決済停止はどこの判断?責任の透明化求められる
決済代行会社とは、加盟店(事業者)が決済事業者(クレジットカードブランド)との間で決済処理を行う事業者を指し、複数のブランドを一括して処理することから、原則としてクレカ決済を導入する場合は代行会社と契約する。そのため、先の例ではVISAなどから直接的に連絡されたものではないこととなる。 今年より多発していたこの件について、界隈や関係者からは国際系ブランドが直接的に決済停止を促した可能性が指摘されていた。

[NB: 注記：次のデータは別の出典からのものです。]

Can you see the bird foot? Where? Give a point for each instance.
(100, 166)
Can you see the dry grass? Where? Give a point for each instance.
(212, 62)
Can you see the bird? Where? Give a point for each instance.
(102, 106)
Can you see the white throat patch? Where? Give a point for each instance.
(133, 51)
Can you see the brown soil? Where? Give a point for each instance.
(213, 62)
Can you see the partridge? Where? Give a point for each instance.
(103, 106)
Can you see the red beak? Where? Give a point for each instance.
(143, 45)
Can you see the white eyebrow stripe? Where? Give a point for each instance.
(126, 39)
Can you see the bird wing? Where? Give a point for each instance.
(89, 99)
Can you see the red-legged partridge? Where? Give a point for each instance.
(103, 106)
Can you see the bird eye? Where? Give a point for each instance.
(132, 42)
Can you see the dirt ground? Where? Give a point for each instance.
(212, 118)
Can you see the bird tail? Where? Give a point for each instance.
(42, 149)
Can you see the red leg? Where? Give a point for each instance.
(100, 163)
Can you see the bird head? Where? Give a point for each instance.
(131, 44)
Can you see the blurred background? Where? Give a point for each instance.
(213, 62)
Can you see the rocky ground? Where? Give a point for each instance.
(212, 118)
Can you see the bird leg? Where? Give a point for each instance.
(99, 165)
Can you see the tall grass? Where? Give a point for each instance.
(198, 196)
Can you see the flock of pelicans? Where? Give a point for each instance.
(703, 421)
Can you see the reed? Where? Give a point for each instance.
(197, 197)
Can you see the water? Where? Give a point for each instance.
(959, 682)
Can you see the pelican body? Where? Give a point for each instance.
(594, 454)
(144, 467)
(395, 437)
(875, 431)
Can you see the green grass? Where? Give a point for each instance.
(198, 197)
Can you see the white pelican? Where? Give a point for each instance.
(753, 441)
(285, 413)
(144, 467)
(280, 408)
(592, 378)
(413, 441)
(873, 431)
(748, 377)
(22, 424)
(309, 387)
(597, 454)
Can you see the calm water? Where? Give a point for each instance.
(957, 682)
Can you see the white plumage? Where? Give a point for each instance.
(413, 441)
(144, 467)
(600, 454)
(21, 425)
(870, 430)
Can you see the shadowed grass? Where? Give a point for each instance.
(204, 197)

しかし今夏、本件に取り組む山田太郎衆議院議員がVISA本社に聞き取り調査を行ったところ、担当からは「VISA本社は、特定の用語を含むコンテンツについて、取り扱ってはならないといった指示を出したことはない」との回答が得られたことを明かし、責任の所在が新たな問題として浮上した。 また、先日にVISA関係者が応じた報道の内容を一端に、前記の聞き取りが覆る可能性が指摘されていたが、これについても山田議員はVISAから「合法であるコンテンツ等に対する価値判断は行なっていない」「内容に関する基準は定めておらず、判断もしていない」などの回答をあらためて得たことを明かした。 そのため、今回の件を含め、決済代行会社による通達はどの過程でだれの責任により行ったのかが明確に公にされておらず、対応の難しさが指摘されていた。関係団体は参議院の院内集会を3日に開き事業者や関係者との情報交換を進めているほか、衆議院予算委でも質問が行われているなど、解決に向けたアクションが進んでいる。